And so the benefits of being able to just run your Python models wherever SQL mesh is it's much easier to debug. You can see the Python code running. You have all the dependencies installed, etcetera.
[00:13:46] Unknown:
And digging more into SQL mesh itself, can you talk through some more of the implementation and some of the user experience around how to actually build a project
[00:14:00] Unknown:
with it. Sure. I mean, it's it's quite similar to DBT in the sense that you can just define your SQL, and then you can just run plan. So SQL mesh's plan is, kind of like DBT's run, except that the plan kind of gives you an overview of what might happen first before you actually apply it.
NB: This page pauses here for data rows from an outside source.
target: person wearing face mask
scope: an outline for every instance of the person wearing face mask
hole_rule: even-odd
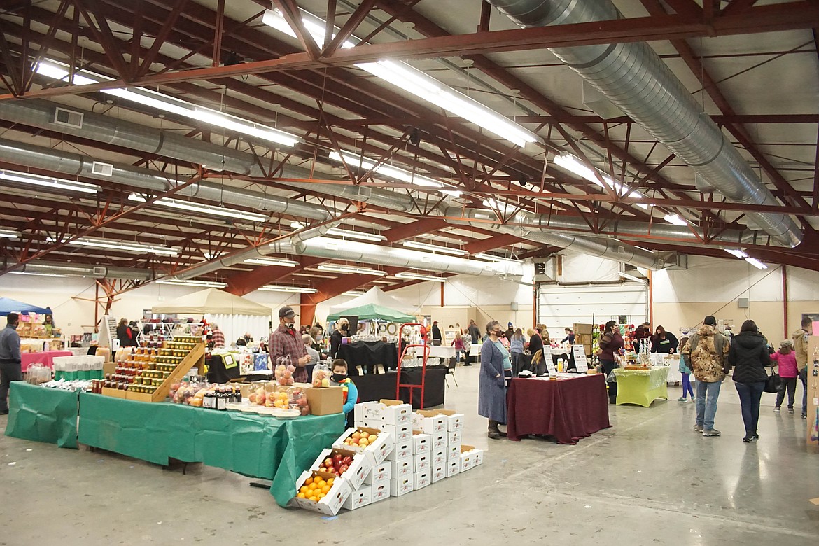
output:
[[[336,359],[333,361],[333,376],[330,377],[330,385],[333,386],[343,387],[344,392],[344,414],[349,415],[358,401],[358,389],[355,384],[347,377],[347,362],[342,359]]]
[[[599,353],[600,366],[603,368],[603,372],[608,377],[612,370],[618,368],[614,355],[625,345],[622,336],[620,335],[620,325],[617,323],[616,320],[606,323],[599,345],[600,347]],[[617,383],[613,381],[609,383],[609,401],[611,404],[617,401]]]
[[[350,332],[350,321],[344,317],[336,323],[336,329],[330,335],[330,358],[335,359],[338,354],[338,348],[342,346],[342,338],[347,336]]]
[[[498,425],[506,424],[506,377],[512,375],[509,351],[500,341],[503,327],[494,320],[486,324],[488,337],[481,346],[481,375],[477,390],[477,413],[489,419],[488,435],[505,436]]]
[[[296,367],[293,380],[296,383],[308,382],[307,368],[310,355],[301,337],[296,331],[296,312],[285,305],[278,309],[278,327],[270,334],[270,362],[276,365],[279,359],[289,356]]]

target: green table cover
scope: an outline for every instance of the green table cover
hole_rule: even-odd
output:
[[[79,442],[156,464],[203,463],[272,481],[281,505],[296,479],[345,430],[342,413],[279,421],[169,403],[82,393]]]
[[[668,399],[668,367],[647,370],[614,368],[617,377],[617,404],[636,404],[648,408],[658,398]]]
[[[77,393],[12,381],[6,435],[77,449]]]

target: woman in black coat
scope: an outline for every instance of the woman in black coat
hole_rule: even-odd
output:
[[[753,320],[743,323],[740,333],[731,340],[728,364],[734,368],[734,384],[740,395],[742,421],[745,424],[745,437],[742,441],[755,442],[759,440],[757,433],[759,400],[767,381],[765,368],[771,366],[771,354],[765,337]]]

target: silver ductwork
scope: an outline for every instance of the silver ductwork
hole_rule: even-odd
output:
[[[3,263],[3,268],[11,268],[16,262]],[[68,275],[69,277],[88,277],[90,278],[121,278],[132,281],[152,281],[155,274],[152,269],[135,268],[118,268],[108,265],[85,265],[83,264],[63,264],[59,262],[33,261],[20,266],[19,273],[39,273],[41,275]]]
[[[522,27],[621,17],[609,0],[486,0]],[[779,206],[773,194],[647,43],[614,43],[550,51],[734,203]],[[779,244],[803,234],[790,216],[747,212]]]
[[[292,235],[287,237],[279,241],[272,242],[269,245],[265,245],[263,246],[254,246],[252,248],[245,249],[242,250],[238,250],[233,252],[230,255],[224,256],[223,258],[219,258],[213,261],[206,262],[200,265],[194,265],[193,267],[188,268],[184,271],[176,273],[168,277],[167,278],[174,279],[177,281],[185,281],[188,279],[193,278],[194,277],[198,277],[199,275],[206,275],[209,273],[213,273],[214,271],[218,271],[224,268],[229,268],[231,265],[236,265],[237,264],[241,264],[246,259],[251,259],[252,258],[261,258],[264,256],[269,255],[276,252],[281,252],[279,247],[282,244],[292,244],[292,245],[303,245],[305,241],[310,241],[313,237],[320,237],[322,235],[326,235],[328,231],[333,228],[335,228],[339,224],[339,222],[330,222],[321,226],[317,226],[315,228],[310,228],[310,229],[305,229],[304,231],[294,232]]]
[[[329,237],[315,237],[304,241],[283,241],[281,244],[276,243],[276,252],[327,258],[328,259],[346,259],[386,267],[409,268],[478,277],[520,276],[523,274],[523,266],[521,264],[482,262],[477,259],[419,252],[404,248],[339,241]]]

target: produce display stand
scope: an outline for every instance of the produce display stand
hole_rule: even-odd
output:
[[[70,390],[12,381],[6,435],[77,449],[77,398]]]
[[[401,324],[401,327],[398,330],[398,339],[403,339],[404,328],[411,328],[416,326],[423,326],[420,323],[406,323]],[[423,361],[421,364],[421,384],[415,385],[413,383],[401,383],[401,363],[404,362],[404,356],[407,354],[407,350],[415,349],[420,347],[423,350]],[[400,355],[398,357],[398,381],[396,385],[396,399],[400,399],[401,388],[407,389],[410,391],[410,399],[413,399],[413,394],[416,390],[421,391],[420,398],[420,408],[423,409],[423,391],[427,382],[427,361],[429,360],[429,345],[411,345],[408,344],[404,346],[404,350],[401,351]]]

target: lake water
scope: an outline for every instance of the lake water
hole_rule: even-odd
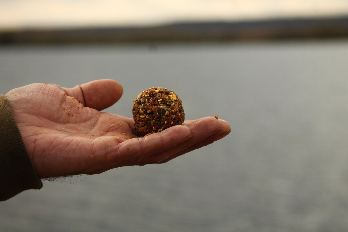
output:
[[[161,165],[45,182],[0,203],[0,231],[348,230],[348,40],[0,47],[0,93],[32,83],[154,86],[230,134]]]

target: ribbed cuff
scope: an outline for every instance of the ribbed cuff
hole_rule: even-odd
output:
[[[0,95],[0,200],[42,187],[7,99]]]

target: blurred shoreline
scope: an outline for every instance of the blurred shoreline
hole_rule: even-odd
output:
[[[0,45],[262,40],[348,37],[348,16],[148,26],[0,30]]]

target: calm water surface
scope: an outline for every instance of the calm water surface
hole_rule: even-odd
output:
[[[348,41],[0,48],[0,93],[98,79],[132,116],[154,86],[227,137],[163,165],[46,182],[0,203],[0,231],[348,230]]]

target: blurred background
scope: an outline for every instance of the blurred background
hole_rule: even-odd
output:
[[[112,79],[232,131],[167,163],[44,182],[0,231],[348,230],[348,1],[0,0],[0,94]]]

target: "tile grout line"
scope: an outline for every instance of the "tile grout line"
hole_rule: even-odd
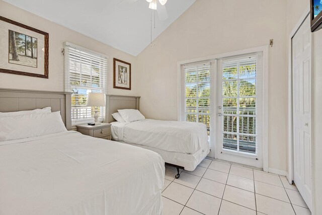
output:
[[[208,160],[209,160],[209,159],[208,159]],[[191,198],[191,196],[192,196],[192,195],[193,195],[193,193],[194,193],[195,191],[195,190],[197,190],[198,191],[200,192],[202,192],[202,193],[204,193],[204,194],[205,194],[209,195],[210,195],[210,196],[213,196],[213,197],[214,197],[218,198],[219,198],[219,199],[221,199],[220,204],[220,205],[219,205],[219,209],[218,209],[218,214],[219,214],[219,213],[220,210],[220,209],[221,209],[221,204],[222,204],[222,201],[224,200],[224,199],[223,199],[223,195],[224,195],[224,192],[225,192],[225,188],[226,188],[226,187],[227,186],[227,185],[228,185],[228,184],[227,184],[227,182],[228,182],[228,178],[229,178],[229,176],[230,174],[231,174],[230,172],[230,171],[231,171],[231,169],[232,167],[232,166],[235,166],[232,165],[232,164],[230,164],[230,167],[229,167],[229,170],[228,173],[228,175],[227,175],[227,179],[226,180],[226,183],[225,183],[225,184],[224,184],[224,183],[221,183],[221,182],[218,182],[218,181],[215,181],[215,180],[213,180],[209,179],[207,179],[207,178],[204,178],[204,176],[205,174],[206,173],[206,172],[207,172],[207,171],[208,169],[211,170],[212,170],[212,171],[218,171],[218,172],[221,172],[221,173],[226,173],[226,174],[227,174],[227,173],[226,173],[226,172],[222,172],[222,171],[218,171],[218,170],[214,170],[214,169],[211,169],[211,168],[209,168],[209,167],[210,166],[210,164],[211,164],[211,163],[212,162],[212,161],[214,161],[214,160],[210,160],[211,161],[210,161],[210,163],[209,163],[209,164],[207,166],[208,166],[208,167],[206,168],[206,167],[203,167],[203,166],[199,166],[200,167],[201,167],[201,168],[205,168],[205,169],[206,169],[206,170],[205,170],[205,172],[203,173],[203,174],[202,174],[202,176],[201,177],[199,176],[199,175],[194,175],[194,174],[191,174],[191,173],[190,173],[189,172],[187,172],[187,171],[184,172],[185,172],[185,173],[186,173],[189,174],[190,174],[190,175],[194,175],[194,176],[197,176],[197,177],[200,177],[200,180],[199,180],[199,182],[198,182],[198,183],[197,184],[197,185],[196,185],[196,186],[195,187],[195,188],[191,188],[191,187],[189,187],[188,186],[186,186],[186,185],[183,185],[183,184],[180,184],[180,183],[178,183],[178,182],[175,182],[175,179],[176,179],[175,178],[175,179],[173,179],[172,180],[169,180],[169,179],[165,179],[168,180],[169,180],[169,181],[170,181],[170,184],[169,184],[169,185],[168,185],[168,186],[167,186],[165,188],[165,190],[164,190],[164,190],[166,190],[166,189],[167,189],[167,188],[168,188],[168,187],[169,187],[169,186],[170,186],[170,185],[172,183],[172,182],[175,182],[176,184],[180,184],[180,185],[181,185],[184,186],[185,186],[185,187],[188,187],[188,188],[190,188],[190,189],[193,189],[193,192],[192,192],[192,194],[190,195],[190,196],[189,197],[189,198],[188,198],[188,200],[187,201],[187,202],[186,202],[186,203],[185,203],[184,205],[183,205],[183,204],[181,204],[181,203],[179,203],[179,202],[177,202],[177,201],[174,201],[174,200],[173,200],[173,199],[170,199],[170,198],[168,198],[168,197],[167,197],[164,196],[164,197],[165,197],[165,198],[167,198],[167,199],[169,199],[169,200],[172,200],[172,201],[174,201],[174,202],[176,202],[176,203],[178,203],[178,204],[180,204],[180,205],[183,205],[183,207],[182,209],[181,210],[181,211],[180,211],[180,214],[181,214],[181,213],[182,213],[182,211],[183,211],[183,209],[184,209],[184,208],[185,208],[185,207],[187,207],[189,208],[189,209],[192,209],[192,210],[194,210],[194,211],[197,211],[197,212],[199,212],[199,213],[201,213],[201,214],[203,214],[203,213],[201,213],[201,212],[200,212],[200,211],[198,211],[198,210],[195,210],[195,209],[193,209],[193,208],[191,208],[191,207],[189,207],[189,206],[187,206],[187,203],[189,202],[189,200],[190,199],[190,198]],[[216,162],[216,161],[214,161],[214,162]],[[226,163],[221,163],[221,162],[216,162],[216,163],[219,163],[223,164],[225,164],[225,165],[229,165],[229,164],[226,164]],[[243,168],[243,167],[239,167],[239,166],[237,166],[237,167],[241,167],[241,168]],[[262,182],[262,181],[257,181],[257,180],[256,181],[256,180],[255,180],[255,172],[255,172],[255,171],[260,172],[260,171],[259,171],[258,170],[257,170],[257,169],[252,169],[252,170],[253,171],[253,181],[254,182],[254,193],[255,197],[256,211],[256,214],[258,214],[258,213],[259,213],[259,212],[259,212],[259,211],[258,211],[257,210],[257,201],[256,201],[256,194],[258,194],[258,195],[260,195],[263,196],[266,196],[266,197],[267,197],[270,198],[272,198],[272,199],[276,199],[276,200],[277,200],[280,201],[282,201],[282,202],[285,202],[285,203],[290,203],[290,204],[291,204],[291,206],[292,206],[292,208],[293,208],[293,211],[294,211],[294,213],[295,213],[295,214],[296,214],[296,212],[295,212],[295,209],[294,209],[294,207],[293,207],[293,204],[291,202],[291,200],[290,200],[290,199],[289,196],[289,195],[288,195],[288,193],[287,193],[287,192],[286,192],[286,189],[288,189],[288,190],[292,190],[292,191],[293,191],[294,190],[293,190],[293,189],[288,189],[288,188],[285,188],[285,186],[284,186],[284,184],[283,183],[283,181],[282,181],[282,179],[281,179],[281,176],[280,176],[280,175],[277,175],[277,174],[270,174],[270,175],[274,175],[274,176],[278,176],[278,177],[279,178],[279,179],[280,179],[280,181],[281,181],[281,182],[282,183],[282,187],[280,186],[278,186],[278,185],[275,185],[275,184],[270,184],[270,183],[268,183],[263,182]],[[183,170],[182,171],[181,171],[181,172],[183,172],[183,171],[184,171],[184,170]],[[237,176],[237,177],[240,177],[240,178],[244,178],[244,179],[249,179],[249,180],[252,180],[252,179],[249,179],[249,178],[246,178],[246,177],[243,177],[243,176],[239,176],[239,175],[234,175],[234,174],[231,174],[231,175],[232,175],[235,176]],[[204,178],[205,179],[206,179],[206,180],[209,180],[211,181],[214,181],[214,182],[217,182],[217,183],[219,183],[221,184],[225,184],[225,187],[224,187],[224,188],[222,196],[221,198],[218,197],[217,197],[217,196],[216,196],[213,195],[212,195],[212,194],[208,194],[208,193],[206,193],[206,192],[205,192],[201,191],[200,191],[200,190],[198,190],[198,189],[197,189],[197,187],[198,186],[198,185],[199,184],[199,183],[200,183],[200,181],[201,181],[201,180],[202,180],[203,178]],[[272,186],[276,186],[276,187],[278,187],[283,188],[284,188],[284,191],[285,191],[285,192],[286,192],[286,194],[287,194],[287,197],[288,197],[288,199],[289,199],[289,202],[286,202],[286,201],[283,201],[283,200],[280,200],[280,199],[276,199],[276,198],[272,198],[272,197],[270,197],[270,196],[267,196],[265,195],[262,195],[262,194],[261,194],[257,193],[256,193],[256,189],[255,189],[255,181],[259,181],[259,182],[261,182],[261,183],[265,183],[265,184],[269,184],[269,185],[272,185]],[[229,185],[229,186],[230,186],[230,185]],[[251,191],[250,191],[249,190],[246,190],[246,189],[242,189],[242,188],[239,188],[239,187],[235,187],[235,186],[231,186],[231,187],[234,187],[234,188],[237,188],[237,189],[240,189],[243,190],[245,190],[245,191],[249,191],[249,192],[251,192]],[[245,208],[249,208],[248,207],[245,207],[245,206],[244,206],[244,205],[240,205],[240,204],[236,204],[235,203],[234,203],[234,202],[231,202],[231,201],[227,201],[229,202],[231,202],[231,203],[233,203],[233,204],[235,204],[237,205],[239,205],[239,206],[242,206],[242,207],[245,207]],[[300,205],[297,205],[297,206],[299,206],[299,207],[302,207],[302,208],[306,208],[306,209],[307,209],[307,208],[306,208],[306,207],[305,207],[301,206],[300,206]],[[253,210],[252,208],[249,208],[249,209]]]
[[[208,165],[208,167],[207,167],[207,169],[206,170],[206,171],[205,171],[205,172],[203,173],[203,174],[202,175],[202,176],[201,176],[201,178],[200,178],[200,180],[199,180],[199,181],[198,182],[198,184],[197,184],[197,185],[196,185],[196,187],[195,187],[195,188],[193,189],[193,191],[192,191],[192,193],[191,193],[191,195],[190,195],[190,196],[189,196],[189,198],[188,199],[188,200],[187,200],[187,202],[186,202],[186,203],[185,204],[185,206],[184,206],[184,208],[185,208],[185,207],[186,206],[186,205],[187,205],[187,203],[188,203],[188,201],[189,201],[189,199],[190,199],[190,198],[191,198],[191,196],[192,196],[192,194],[193,194],[193,193],[195,192],[195,190],[196,190],[196,188],[197,188],[197,187],[198,186],[198,184],[199,184],[199,183],[200,183],[200,181],[201,181],[201,179],[202,179],[202,177],[203,177],[204,175],[205,174],[205,173],[206,173],[206,172],[207,171],[207,170],[208,170],[208,168],[209,168],[209,166],[210,166],[210,164],[211,163],[212,161],[210,162],[210,163],[209,164],[209,165]],[[192,174],[191,174],[192,175]],[[176,183],[176,182],[175,182]],[[190,188],[191,188],[190,187]],[[192,188],[191,188],[192,189]],[[199,191],[198,190],[197,190],[197,191]],[[190,208],[190,207],[189,207]],[[191,208],[192,209],[192,208]],[[183,210],[183,208],[182,209],[182,210]],[[180,213],[179,213],[179,215],[180,215],[180,214],[181,213],[181,212],[182,212],[182,210],[181,210],[181,212],[180,212]],[[196,210],[197,212],[200,212],[199,211],[198,211],[197,210]]]
[[[284,187],[284,190],[286,193],[286,195],[287,196],[287,198],[288,198],[288,200],[290,201],[290,203],[291,203],[291,206],[292,206],[292,208],[293,208],[293,211],[294,211],[294,213],[295,214],[296,214],[296,212],[295,212],[295,210],[294,209],[294,207],[293,206],[293,203],[292,203],[292,201],[291,201],[291,199],[290,198],[289,196],[288,196],[288,193],[287,193],[287,192],[286,192],[286,190],[285,189],[285,187],[284,186],[284,184],[283,183],[283,181],[282,181],[282,179],[281,179],[281,177],[280,177],[279,175],[278,176],[278,177],[280,178],[280,180],[281,180],[281,182],[282,183],[282,185],[283,185],[283,187]]]
[[[221,200],[220,201],[220,204],[219,205],[219,208],[218,210],[217,215],[219,215],[219,212],[220,211],[220,208],[221,207],[221,203],[222,203],[222,200],[223,200],[223,195],[225,194],[225,190],[226,189],[226,186],[227,186],[227,182],[228,181],[228,178],[229,177],[229,173],[230,172],[230,169],[231,169],[231,165],[230,164],[230,166],[229,167],[229,171],[228,171],[228,175],[227,176],[227,179],[226,179],[226,184],[225,184],[225,187],[223,188],[223,192],[222,192],[222,196],[221,196]]]

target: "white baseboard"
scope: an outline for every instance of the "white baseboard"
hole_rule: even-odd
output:
[[[268,168],[268,172],[276,174],[277,175],[282,175],[283,176],[286,176],[287,173],[284,170],[278,170],[274,168]]]

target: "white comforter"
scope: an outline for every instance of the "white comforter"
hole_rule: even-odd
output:
[[[74,131],[0,142],[0,214],[154,214],[164,162]]]
[[[114,139],[169,152],[194,154],[209,144],[204,124],[145,119],[112,123]]]

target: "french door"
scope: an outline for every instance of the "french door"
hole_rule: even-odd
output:
[[[292,40],[293,148],[294,182],[310,209],[312,205],[311,37],[309,17],[307,17]]]
[[[217,158],[263,167],[263,53],[218,61]]]

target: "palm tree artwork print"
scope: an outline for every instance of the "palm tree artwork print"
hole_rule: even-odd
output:
[[[37,67],[37,39],[9,30],[10,63]]]
[[[127,84],[127,68],[119,65],[118,83],[119,84]]]
[[[322,0],[314,0],[313,6],[314,18],[321,12],[322,9]]]

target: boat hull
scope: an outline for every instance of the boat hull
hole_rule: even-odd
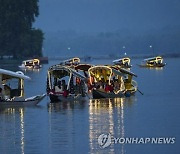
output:
[[[166,64],[155,64],[155,65],[147,65],[147,64],[140,64],[139,67],[147,67],[147,68],[157,68],[157,67],[164,67]]]
[[[44,97],[46,94],[43,95],[37,95],[33,96],[30,98],[27,98],[25,100],[5,100],[5,101],[0,101],[0,106],[8,106],[8,107],[14,107],[14,106],[34,106],[37,105]]]
[[[60,95],[54,95],[50,94],[49,98],[51,102],[57,102],[57,101],[85,101],[88,99],[88,96],[82,96],[82,95],[68,95],[67,97],[63,96],[63,94]]]
[[[93,99],[100,99],[100,98],[117,98],[117,97],[124,97],[124,92],[119,92],[117,94],[113,92],[104,92],[97,89],[92,90],[92,97]]]

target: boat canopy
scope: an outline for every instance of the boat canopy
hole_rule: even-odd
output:
[[[125,64],[125,63],[130,63],[130,58],[128,57],[125,57],[125,58],[120,58],[120,59],[117,59],[117,60],[113,60],[113,63],[114,64]]]
[[[56,78],[63,78],[65,76],[70,76],[71,74],[73,74],[74,76],[81,78],[82,80],[85,80],[86,77],[83,76],[82,74],[76,72],[75,70],[66,67],[66,66],[61,66],[61,65],[54,65],[51,66],[48,70],[50,72],[50,74],[52,74],[54,77]]]
[[[4,79],[12,79],[12,78],[18,78],[18,79],[27,79],[30,80],[30,77],[23,74],[23,72],[13,72],[5,69],[0,69],[0,76],[2,77],[2,80]]]
[[[88,71],[88,69],[91,67],[92,67],[91,64],[79,64],[75,66],[75,70]]]
[[[24,60],[23,63],[35,65],[35,64],[39,64],[40,60],[39,59],[29,59],[29,60]]]
[[[73,64],[79,64],[79,63],[80,63],[80,58],[74,57],[74,58],[62,61],[60,65],[73,65]]]
[[[157,56],[157,57],[152,57],[152,58],[147,58],[147,59],[144,59],[143,61],[146,61],[146,62],[157,62],[157,61],[163,61],[163,58],[161,56]]]

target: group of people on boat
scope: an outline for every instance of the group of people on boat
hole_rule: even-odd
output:
[[[73,80],[74,80],[73,77],[71,77],[69,88],[68,88],[66,81],[64,79],[54,78],[54,83],[53,83],[54,93],[63,94],[64,97],[67,97],[69,94],[75,94],[75,95],[84,94],[83,81],[78,77],[75,78],[75,83]]]
[[[91,80],[94,80],[93,78],[91,78]],[[91,81],[92,84],[89,84],[89,90],[92,89],[97,89],[100,91],[104,91],[104,92],[113,92],[116,93],[117,91],[123,91],[124,90],[124,81],[122,78],[118,79],[115,76],[113,77],[113,79],[109,80],[104,80],[104,78],[102,77],[99,81],[94,82]]]
[[[0,86],[0,101],[7,100],[11,97],[11,88],[4,84]]]

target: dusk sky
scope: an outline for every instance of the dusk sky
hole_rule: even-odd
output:
[[[143,31],[180,25],[179,0],[40,0],[44,32]]]

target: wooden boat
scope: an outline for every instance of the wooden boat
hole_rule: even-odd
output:
[[[39,59],[24,60],[19,66],[21,69],[39,69],[41,67]]]
[[[29,80],[22,72],[0,69],[0,105],[29,106],[38,104],[46,94],[24,97],[24,80]]]
[[[74,68],[80,74],[83,74],[86,78],[89,78],[88,70],[91,67],[91,64],[78,64],[76,66],[73,66],[72,68]]]
[[[60,65],[72,66],[72,65],[78,65],[79,63],[80,63],[80,58],[74,57],[60,62]]]
[[[113,60],[113,63],[115,65],[119,65],[119,66],[121,66],[123,68],[131,68],[132,65],[130,65],[130,61],[131,61],[130,58],[124,57],[124,58],[121,58],[121,59]]]
[[[47,73],[47,94],[52,102],[87,99],[86,77],[76,70],[54,65]]]
[[[132,80],[136,75],[126,69],[99,65],[88,72],[94,99],[130,96],[137,91],[137,83]]]
[[[163,63],[163,58],[161,56],[147,58],[142,61],[139,65],[140,67],[164,67],[166,63]]]

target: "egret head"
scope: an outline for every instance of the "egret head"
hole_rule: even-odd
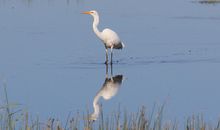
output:
[[[83,12],[83,14],[90,14],[92,16],[98,16],[98,12],[95,10]]]

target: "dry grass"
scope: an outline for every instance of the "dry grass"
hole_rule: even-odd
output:
[[[49,118],[41,122],[39,117],[31,118],[28,111],[20,109],[19,104],[10,104],[6,85],[5,105],[0,105],[0,130],[178,130],[177,121],[165,121],[163,112],[165,104],[149,112],[143,106],[136,113],[119,109],[110,115],[104,115],[102,109],[98,120],[89,120],[89,111],[72,115],[69,113],[65,122]],[[185,130],[220,130],[220,120],[216,126],[205,122],[202,115],[189,117]]]

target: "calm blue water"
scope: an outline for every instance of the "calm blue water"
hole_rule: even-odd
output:
[[[106,113],[166,102],[166,119],[219,118],[220,5],[186,0],[1,0],[0,77],[10,102],[45,120],[93,111],[106,66],[92,17],[81,14],[92,9],[99,28],[112,28],[126,45],[112,68],[123,82],[99,100]]]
And so that kind of takes inspiration from Terraform, if you're familiar with that. Right? Because we understand SQL, we can understand a lot of what's gonna happen before we actually run it. And so when you define a SQL mesh model, it's it's very familiar. You're simply writing SQL. There's not a bunch of YAML that you have to define. You don't have to do ref tags. You just write your SQL in files.
And then from there, we can automatically detect all the dependencies. We could do some compile time, validations, like if you have any syntax errors, and then we can tell you exactly what has changed and what hasn't changed. So the development experience is similar to dbt if you've seen it, but it's a little bit more powerful in that we have things at compile time that can are are very powerful and also that, you know, you don't have to do a lot of extra manual work with YAML files and refs, etcetera.
[00:15:21] Unknown:
And in terms of the development of SQL mesh itself, can you talk to some of the ways that the design and goals have evolved since you first started working on it and maybe give some sense of what the current level of maturity is for people who are starting to think about adopting SQL mesh for their own work. So the most important goal, which has never changed for us, is that SQL mesh should always be correct. Right? Correctness is nonnegotiable.
[00:15:49] Unknown:
So we wanna make sure that whatever results SQL mesh are pumping out, that is what you expect and consistent. And so over time, as we've been developing SQL mesh, what we found challenging as we delve into different use cases is like, it's quite difficult to do this. Right? It's quite difficult to make make sure everything is always correct. So starting from a foundation of we're able to understand SQL. Right? There's so much we can do with that, to help aid in correctness and efficiency. For example, because we can understand SQL, we understand also how changes to your SQL can or cannot affect downstream dependencies.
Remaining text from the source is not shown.